Thursday, July 03, 2008

Tablada v. Thomas, No. 07-35538 (7-3-08). How to calculate "good time" shows BOP at its worst. Should good time of 54 days a year (85%) be calculated on the sentence imposed (the measurement used for example in calculating criminal history scores) or rather on the time actually served. The former is easy; the latter is complicated. The former gives a few days break to inmates; the latter takes the harshest interpretation possible. The former saves the government millions of dollars annually; the latter costs millions. Yet, under the deference given to agencies, the BOP interpretation continues because BOP is supposed to have the expertise. A number of challenges have been raised against the calculations, all of which have been denied by the 9th.

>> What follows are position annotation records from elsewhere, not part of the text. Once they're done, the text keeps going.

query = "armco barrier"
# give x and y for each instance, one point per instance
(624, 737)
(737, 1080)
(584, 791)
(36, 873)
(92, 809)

Here, petitioner argues that because BOP never complied with the APA requirement to articulate a rational basis for its interpretative decision, it should be struck down. The BOP concedes the procedural infirmity, but argues that business should continue as usual. The 9th (Gutierrez joined by Berzon and Bea) agree. It would be too much trouble essentially to change the calculations, and the interpretation is somewhat rational, and has been applied even-handedly. The 9th finds the BOP's approach as outlined in its policy statements persuasive, and so denies the petition. The BOP will fix the procedural remedy. In the meantime, inmates languish for a not unreasonable agency interpretation.